Tiny pieces of plastic in our waste streams break down further during treatment processes, causing potentially catastrophic consequences for human health and our aquatic systems, according to a study.
Researchers from the University of Surrey in the UK and Deakins University in Australia investigated nano and microplastics in water and wastewater treatment processes. There has been substantial study of microplastics pollution, but their interaction with water and wastewater treatment processes had not been fully understood until now, researchers said.
About 300 million tonnes of plastic are produced globally each year and up to 13 million tonnes of that is released into rivers and oceans, contributing to nearly 250 million tonnes of plastic by 2025, according to the study published in the Journal of Water Research. Since plastic materials are not generally degradable through weathering or ageing, this accumulation of plastic pollution in the aquatic environment creates a major concern. The research highlights the current difficulty in detecting the presence of nano and microplastics in treatment systems.
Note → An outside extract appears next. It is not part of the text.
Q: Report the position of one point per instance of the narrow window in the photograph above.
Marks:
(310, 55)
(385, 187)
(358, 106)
In order to ensure water quality meets the required safety standards and to reduce threats to our ecosystems, new detection strategies are needed with the aim of limiting the number of nano and microplastics in water and wastewater treatment systems. “The presence of nano and microplastics in water has become a major environmental challenge. Due to their small size, nano and microplastics can easily be ingested by living organisms and travel along water and wastewater treatment processes,” said Judy Lee from the University of Surrey in the UK.
“In large quantities they impact the performance of water treatment processes by clogging up filtration units and increasing wear and tear on materials used in the design of water treatment units,” Lee said.